As the U.S. Chamber of Commerce holds an event — including UPS CEO Carol Tomé as a keynote speaker — on the state of American businesses and on the eve of the Labor Department’s monthly report on the consumer price index, Republicans in Congress continue to conveniently let their big corporate donors off the hook for the outsized role they play on inflation. Much like how Congressional Republicans are exploiting the struggles of working families and small businesses navigating a once-in-a-lifetime pandemic, it’s clear many corporations are taking advantage of this moment for their own selfish gain.

 More and more companies are using the pandemic to increase their wealth and line their shareholders’ pockets as they boast to their investors of record profits and healthy balance sheets. These corporations have a choice: they can reward themselves with lucrative stock buybacks and bigger CEO bonuses — or they can pass their success onto their customers with lower prices. As Accountable.US continues to document, too many companies are choosing to profiteer rather than do right by consumers and the economy.

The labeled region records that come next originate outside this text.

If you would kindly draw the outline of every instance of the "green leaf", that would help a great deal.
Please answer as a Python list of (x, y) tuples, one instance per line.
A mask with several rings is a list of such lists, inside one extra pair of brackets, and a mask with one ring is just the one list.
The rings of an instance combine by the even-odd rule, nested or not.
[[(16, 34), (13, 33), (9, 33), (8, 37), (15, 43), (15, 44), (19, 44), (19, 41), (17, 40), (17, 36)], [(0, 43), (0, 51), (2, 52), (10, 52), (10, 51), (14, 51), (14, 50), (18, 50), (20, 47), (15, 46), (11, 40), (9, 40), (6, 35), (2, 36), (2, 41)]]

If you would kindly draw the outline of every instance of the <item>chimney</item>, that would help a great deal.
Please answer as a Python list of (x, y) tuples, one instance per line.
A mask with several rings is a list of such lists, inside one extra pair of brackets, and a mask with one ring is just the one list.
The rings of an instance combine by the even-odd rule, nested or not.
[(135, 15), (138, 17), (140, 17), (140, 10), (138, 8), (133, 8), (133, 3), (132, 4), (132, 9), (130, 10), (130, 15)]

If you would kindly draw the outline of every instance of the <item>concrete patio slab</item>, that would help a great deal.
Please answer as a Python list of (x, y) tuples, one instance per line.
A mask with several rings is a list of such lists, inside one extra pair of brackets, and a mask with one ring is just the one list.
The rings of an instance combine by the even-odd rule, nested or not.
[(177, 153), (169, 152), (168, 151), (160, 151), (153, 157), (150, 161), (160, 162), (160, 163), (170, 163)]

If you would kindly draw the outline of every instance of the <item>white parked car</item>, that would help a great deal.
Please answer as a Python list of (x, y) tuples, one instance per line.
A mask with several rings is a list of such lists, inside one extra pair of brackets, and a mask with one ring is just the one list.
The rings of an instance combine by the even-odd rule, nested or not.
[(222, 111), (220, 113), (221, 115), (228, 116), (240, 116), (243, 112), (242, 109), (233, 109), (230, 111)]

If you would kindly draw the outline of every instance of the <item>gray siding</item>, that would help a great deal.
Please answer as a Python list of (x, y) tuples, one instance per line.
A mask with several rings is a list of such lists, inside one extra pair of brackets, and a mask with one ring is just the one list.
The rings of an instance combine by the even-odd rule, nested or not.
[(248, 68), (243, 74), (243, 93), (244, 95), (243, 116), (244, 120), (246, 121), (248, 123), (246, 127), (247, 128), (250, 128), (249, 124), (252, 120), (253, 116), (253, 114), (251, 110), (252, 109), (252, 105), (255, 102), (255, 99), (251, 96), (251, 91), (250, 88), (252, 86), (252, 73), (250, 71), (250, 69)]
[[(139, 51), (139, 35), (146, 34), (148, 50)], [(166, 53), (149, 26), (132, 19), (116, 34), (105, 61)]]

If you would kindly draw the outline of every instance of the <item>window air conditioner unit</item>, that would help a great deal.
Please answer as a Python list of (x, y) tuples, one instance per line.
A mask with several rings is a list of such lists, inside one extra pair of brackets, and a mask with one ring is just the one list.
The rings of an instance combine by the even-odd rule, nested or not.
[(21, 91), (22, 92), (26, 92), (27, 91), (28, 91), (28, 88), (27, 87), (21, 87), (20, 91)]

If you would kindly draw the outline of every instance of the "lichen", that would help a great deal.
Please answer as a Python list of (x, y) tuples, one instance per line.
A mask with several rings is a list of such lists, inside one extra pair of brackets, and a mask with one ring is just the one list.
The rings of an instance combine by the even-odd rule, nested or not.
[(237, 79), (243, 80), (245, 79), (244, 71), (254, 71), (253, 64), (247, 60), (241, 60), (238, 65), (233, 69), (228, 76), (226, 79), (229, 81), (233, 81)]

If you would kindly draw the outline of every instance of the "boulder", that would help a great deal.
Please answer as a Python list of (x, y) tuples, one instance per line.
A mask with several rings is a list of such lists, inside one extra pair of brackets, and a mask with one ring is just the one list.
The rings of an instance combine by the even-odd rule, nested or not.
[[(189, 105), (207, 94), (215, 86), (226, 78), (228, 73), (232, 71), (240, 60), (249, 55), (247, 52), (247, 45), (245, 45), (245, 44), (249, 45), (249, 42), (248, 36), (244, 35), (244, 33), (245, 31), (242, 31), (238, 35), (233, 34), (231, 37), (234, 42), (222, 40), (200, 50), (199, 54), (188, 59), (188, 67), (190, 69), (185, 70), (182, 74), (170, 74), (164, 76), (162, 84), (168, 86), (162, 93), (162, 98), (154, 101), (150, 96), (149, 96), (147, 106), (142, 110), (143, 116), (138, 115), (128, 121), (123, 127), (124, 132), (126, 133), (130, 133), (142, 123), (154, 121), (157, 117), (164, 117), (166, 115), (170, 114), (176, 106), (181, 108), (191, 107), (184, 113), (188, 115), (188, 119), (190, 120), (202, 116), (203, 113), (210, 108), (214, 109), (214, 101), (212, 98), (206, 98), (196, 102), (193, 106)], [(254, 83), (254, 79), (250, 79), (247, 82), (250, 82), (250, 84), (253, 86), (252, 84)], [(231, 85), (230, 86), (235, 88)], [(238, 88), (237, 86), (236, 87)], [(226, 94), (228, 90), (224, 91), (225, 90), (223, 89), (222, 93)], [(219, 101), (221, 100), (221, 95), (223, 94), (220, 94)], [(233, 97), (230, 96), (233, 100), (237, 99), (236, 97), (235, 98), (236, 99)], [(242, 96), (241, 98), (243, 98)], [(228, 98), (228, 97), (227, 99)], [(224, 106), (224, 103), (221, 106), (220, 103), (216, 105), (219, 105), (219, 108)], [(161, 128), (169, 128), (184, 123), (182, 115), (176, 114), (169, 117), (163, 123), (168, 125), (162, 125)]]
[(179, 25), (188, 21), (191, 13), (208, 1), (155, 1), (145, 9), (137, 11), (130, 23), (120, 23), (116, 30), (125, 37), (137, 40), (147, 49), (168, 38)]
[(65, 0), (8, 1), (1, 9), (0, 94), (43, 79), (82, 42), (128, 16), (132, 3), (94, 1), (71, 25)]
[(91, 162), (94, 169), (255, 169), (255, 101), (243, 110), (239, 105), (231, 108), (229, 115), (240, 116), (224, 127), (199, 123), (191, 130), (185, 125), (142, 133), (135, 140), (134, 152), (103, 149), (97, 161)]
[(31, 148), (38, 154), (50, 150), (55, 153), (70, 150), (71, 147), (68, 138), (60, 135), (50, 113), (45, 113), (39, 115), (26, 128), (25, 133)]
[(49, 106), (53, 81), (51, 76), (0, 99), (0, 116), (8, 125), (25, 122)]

  • Albertsons Companies — owner of Safeway — enjoyed “better-than-expected results,” with its quarterly net income increasing 243% over the prior-year period — yet the company still chose to hike prices onto consumers.
  • In the same breath that Constellation Brands — owner of notable alcohol brands such as Corona, Modelo, and SVEDKA Vodka — announced that their strong performance this quarter allowed them to increase its earnings per share guidance, it also shared that it was raising prices.
  • Darden Restaurants — owner of Olive Garden and LongHorn Steakhouse — is hungry for higher profits at the expense of consumers. In its second quarter, Darden Restaurants’ net earnings increased by nearly $100 million over the previous year with the help of increased prices on Americans. Meanwhile, Darden spent over $400 million on stock buybacks and shareholder dividends for the quarter.

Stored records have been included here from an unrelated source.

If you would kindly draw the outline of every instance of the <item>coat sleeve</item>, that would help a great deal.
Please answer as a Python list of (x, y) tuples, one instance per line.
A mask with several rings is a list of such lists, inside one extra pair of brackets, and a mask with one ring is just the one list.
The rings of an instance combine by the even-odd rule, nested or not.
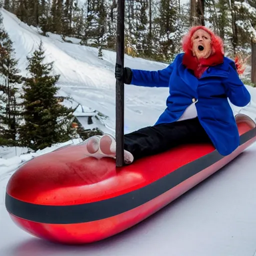
[(240, 80), (234, 62), (230, 64), (228, 77), (225, 80), (226, 94), (231, 103), (237, 106), (245, 106), (250, 101), (250, 94)]
[(168, 87), (176, 60), (165, 68), (157, 71), (132, 70), (130, 84), (146, 87)]

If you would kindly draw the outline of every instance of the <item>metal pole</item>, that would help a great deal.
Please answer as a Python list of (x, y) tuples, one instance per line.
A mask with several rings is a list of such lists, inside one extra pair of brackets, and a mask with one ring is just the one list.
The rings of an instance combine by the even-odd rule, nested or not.
[[(124, 0), (118, 1), (116, 31), (116, 64), (124, 68)], [(116, 166), (124, 165), (124, 84), (116, 80)]]

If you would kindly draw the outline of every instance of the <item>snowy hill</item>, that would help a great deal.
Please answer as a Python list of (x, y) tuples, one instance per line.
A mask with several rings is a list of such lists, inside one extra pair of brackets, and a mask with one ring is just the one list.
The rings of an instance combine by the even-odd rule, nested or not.
[[(18, 68), (26, 74), (26, 56), (37, 48), (40, 40), (46, 50), (46, 60), (54, 62), (54, 72), (60, 74), (60, 96), (69, 95), (80, 104), (76, 114), (96, 110), (108, 116), (101, 128), (114, 134), (115, 128), (116, 53), (104, 51), (103, 60), (97, 50), (63, 42), (58, 35), (40, 36), (33, 28), (12, 14), (2, 12), (4, 24), (14, 42)], [(125, 64), (133, 68), (156, 70), (164, 64), (126, 56)], [(256, 120), (256, 89), (248, 86), (252, 97), (241, 110)], [(154, 123), (166, 108), (167, 88), (144, 88), (126, 86), (125, 128), (128, 132)], [(100, 125), (100, 124), (99, 124)], [(136, 256), (185, 255), (196, 256), (256, 256), (254, 158), (256, 145), (241, 157), (197, 186), (180, 199), (134, 228), (107, 242), (84, 246), (64, 246), (47, 244), (18, 228), (4, 208), (6, 184), (14, 170), (22, 162), (64, 144), (68, 142), (36, 153), (0, 147), (0, 251), (2, 256), (72, 255)], [(170, 254), (170, 251), (172, 252)]]
[[(26, 74), (26, 56), (38, 48), (42, 40), (46, 50), (46, 60), (54, 62), (54, 72), (60, 74), (58, 84), (61, 88), (59, 95), (72, 97), (74, 100), (71, 102), (72, 106), (79, 106), (76, 112), (76, 114), (78, 116), (82, 117), (85, 114), (84, 112), (89, 114), (94, 110), (102, 113), (106, 118), (102, 118), (100, 121), (94, 118), (93, 120), (96, 122), (90, 125), (92, 126), (90, 128), (96, 125), (104, 132), (114, 134), (116, 52), (104, 50), (103, 60), (100, 60), (98, 57), (96, 48), (80, 46), (77, 39), (68, 38), (74, 42), (71, 44), (64, 42), (59, 35), (52, 33), (48, 33), (48, 37), (44, 36), (36, 28), (22, 22), (15, 15), (4, 10), (2, 10), (2, 13), (5, 29), (14, 43), (16, 57), (18, 60), (18, 67), (22, 74), (23, 75)], [(132, 68), (148, 70), (157, 70), (166, 66), (164, 64), (127, 56), (125, 56), (124, 64)], [(242, 111), (247, 114), (250, 112), (251, 117), (255, 119), (256, 90), (250, 86), (248, 88), (252, 100)], [(153, 124), (166, 108), (168, 93), (168, 88), (126, 86), (124, 132)], [(70, 102), (66, 104), (70, 104)], [(236, 112), (240, 110), (240, 108), (234, 106), (233, 108)], [(80, 119), (82, 122), (82, 118)], [(90, 128), (90, 126), (88, 128)], [(0, 156), (2, 154), (2, 158), (10, 160), (10, 158), (16, 156), (18, 158), (18, 162), (22, 162), (20, 158), (20, 150), (16, 152), (12, 149), (11, 152), (6, 150), (0, 148)], [(28, 159), (32, 157), (31, 154), (30, 156)]]

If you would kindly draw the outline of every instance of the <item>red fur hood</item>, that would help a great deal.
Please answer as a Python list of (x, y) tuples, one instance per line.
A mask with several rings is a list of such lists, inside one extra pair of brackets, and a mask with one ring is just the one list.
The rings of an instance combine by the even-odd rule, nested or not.
[[(191, 38), (194, 32), (199, 29), (204, 30), (210, 34), (212, 53), (208, 58), (198, 60), (193, 56)], [(182, 63), (188, 68), (192, 70), (196, 77), (200, 77), (208, 66), (218, 65), (224, 62), (224, 48), (222, 38), (205, 26), (192, 27), (183, 38), (182, 46), (184, 52)]]

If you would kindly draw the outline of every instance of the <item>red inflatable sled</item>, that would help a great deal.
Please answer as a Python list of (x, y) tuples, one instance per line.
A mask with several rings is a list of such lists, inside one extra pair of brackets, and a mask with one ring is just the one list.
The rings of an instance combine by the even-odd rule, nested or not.
[(223, 156), (190, 144), (116, 168), (81, 144), (25, 164), (8, 183), (6, 206), (18, 226), (60, 243), (92, 242), (134, 226), (219, 170), (256, 140), (256, 124), (236, 117), (240, 146)]

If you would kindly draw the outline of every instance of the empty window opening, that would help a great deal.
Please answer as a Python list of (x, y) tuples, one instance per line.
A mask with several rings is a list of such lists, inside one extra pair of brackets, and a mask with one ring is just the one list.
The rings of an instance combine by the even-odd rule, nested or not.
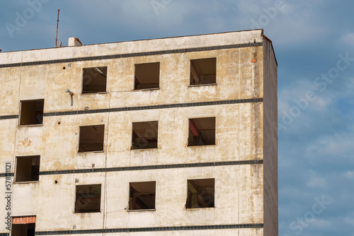
[(217, 59), (190, 60), (190, 85), (217, 83)]
[(188, 146), (215, 144), (215, 117), (189, 119)]
[(43, 124), (44, 99), (21, 102), (20, 125)]
[(132, 123), (132, 149), (157, 148), (159, 122)]
[(40, 159), (39, 155), (16, 157), (16, 182), (38, 181)]
[(142, 182), (130, 184), (129, 210), (155, 208), (156, 182)]
[(215, 206), (215, 179), (188, 179), (187, 208)]
[(103, 151), (105, 125), (80, 126), (79, 152)]
[(76, 185), (75, 213), (101, 212), (101, 184)]
[(12, 218), (11, 236), (34, 236), (35, 232), (35, 216)]
[(104, 93), (107, 87), (107, 66), (84, 69), (82, 93)]
[(159, 88), (159, 62), (135, 64), (135, 90)]

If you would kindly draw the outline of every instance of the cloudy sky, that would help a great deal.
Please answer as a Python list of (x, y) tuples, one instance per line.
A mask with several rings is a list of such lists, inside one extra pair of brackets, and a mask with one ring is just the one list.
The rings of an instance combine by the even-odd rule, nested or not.
[(354, 2), (38, 1), (1, 0), (3, 52), (55, 46), (58, 8), (64, 45), (264, 28), (278, 62), (279, 235), (354, 235)]

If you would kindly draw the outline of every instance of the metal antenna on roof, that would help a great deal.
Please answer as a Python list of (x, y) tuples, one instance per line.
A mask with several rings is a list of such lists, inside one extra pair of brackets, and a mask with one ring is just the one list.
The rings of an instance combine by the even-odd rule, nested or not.
[(60, 10), (58, 9), (58, 19), (57, 20), (57, 37), (55, 38), (55, 47), (59, 47), (58, 45), (58, 28), (59, 28), (59, 13)]

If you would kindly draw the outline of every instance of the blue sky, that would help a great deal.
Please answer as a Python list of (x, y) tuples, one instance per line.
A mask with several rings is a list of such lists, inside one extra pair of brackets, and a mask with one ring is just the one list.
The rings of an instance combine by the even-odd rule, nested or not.
[(58, 8), (64, 45), (264, 28), (278, 62), (279, 235), (354, 235), (353, 1), (40, 0), (28, 10), (38, 1), (1, 1), (3, 52), (55, 46)]

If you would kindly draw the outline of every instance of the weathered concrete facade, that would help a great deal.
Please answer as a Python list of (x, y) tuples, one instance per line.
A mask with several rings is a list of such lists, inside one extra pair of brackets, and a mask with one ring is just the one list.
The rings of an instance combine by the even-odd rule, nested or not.
[[(190, 60), (207, 58), (216, 83), (190, 85)], [(135, 65), (155, 62), (159, 88), (135, 90)], [(106, 92), (82, 93), (83, 69), (105, 66)], [(263, 30), (3, 52), (0, 88), (0, 188), (10, 163), (11, 216), (35, 216), (41, 235), (278, 235), (277, 63)], [(42, 124), (20, 125), (21, 101), (43, 99)], [(215, 117), (215, 145), (188, 146), (198, 117)], [(132, 149), (132, 124), (151, 121), (157, 148)], [(80, 127), (101, 124), (102, 151), (79, 151)], [(38, 180), (16, 182), (16, 158), (35, 155)], [(200, 179), (215, 179), (215, 206), (188, 208)], [(139, 182), (156, 182), (154, 209), (129, 210)], [(98, 212), (76, 213), (85, 184), (101, 186)]]

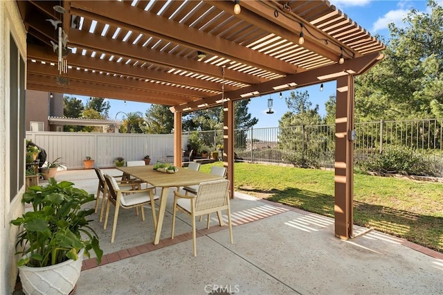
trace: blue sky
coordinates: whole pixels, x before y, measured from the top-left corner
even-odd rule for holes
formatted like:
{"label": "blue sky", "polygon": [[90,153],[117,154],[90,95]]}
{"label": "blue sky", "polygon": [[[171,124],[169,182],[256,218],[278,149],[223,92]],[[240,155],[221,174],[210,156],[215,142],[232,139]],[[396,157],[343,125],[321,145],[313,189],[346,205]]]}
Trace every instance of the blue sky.
{"label": "blue sky", "polygon": [[[395,23],[397,26],[401,26],[401,20],[404,16],[414,8],[419,11],[424,12],[426,9],[426,0],[422,1],[394,1],[394,0],[329,0],[329,2],[337,8],[345,13],[350,19],[359,25],[370,32],[372,35],[379,34],[389,37],[388,24]],[[438,2],[438,1],[437,1]],[[325,102],[329,96],[335,94],[335,82],[324,83],[324,90],[320,91],[320,84],[297,89],[298,91],[308,91],[309,98],[313,106],[318,105],[320,114],[324,116]],[[289,96],[289,91],[283,91],[283,97]],[[84,102],[89,98],[84,96],[74,96],[82,99]],[[249,104],[249,111],[253,116],[258,118],[258,123],[255,127],[278,127],[278,120],[288,111],[284,103],[284,99],[279,98],[279,93],[271,96],[273,99],[274,114],[266,114],[267,100],[270,96],[259,96],[251,100]],[[123,100],[109,100],[111,109],[109,117],[111,119],[121,120],[123,114],[133,111],[141,111],[143,114],[150,107],[150,104]]]}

  • Albertsons Companies (January 11): For its 2021 fiscal year, Albertsons Company poured over $1.2 billion into capital expenditures and in its third quarter, paid out $56 million in dividends and has paid out $149 million to date.
  • Walgreens Boots Alliance (January 6): For the quarter, Walgreens Boots Alliance spent $413 million on dividend payments and $154 million buying back company stock — a 40% increase on buybacks from the prior-year period.
  • Darden Restaurants (December 17): Darden Restaurants spent over $400 million on stock buybacks and shareholder dividends, with the company still having over $760 million in its buyback program.



  • Constellation Brands Chief Financial Officer Garth Hankinson: “As you know, we have a consumer set that skews a bit more Hispanic than some of our competitors, and in times of economic downturn, if you will, or weakness, they tend to get hit a little bit harder and they recover a little bit slower, so we want to make sure we’re not leaving any pricing on the table. We want to take as much as we can but we also don’t want to take so much pricing that we impair the performance of our brands or impair the growth of our brands.”
  • As UPS CEO Carol Tomé cozies up today with the U.S. Chamber to discuss “opportunities accelerated by the pandemic,” we’re flashing back to October when Tome bragged about record operating profits and price increases: “When you add it up in the fourth quarter, we expect to generate record consolidated operating profit and expand operating margin year-over-year. While we are laser-focused on peak, our business doesn’t end on December 31st. Later this week, we will release our U.S. general rate increase. The 2022 increase will be 5.9%, reflecting the value of the services we offer and cost inflation pressures.”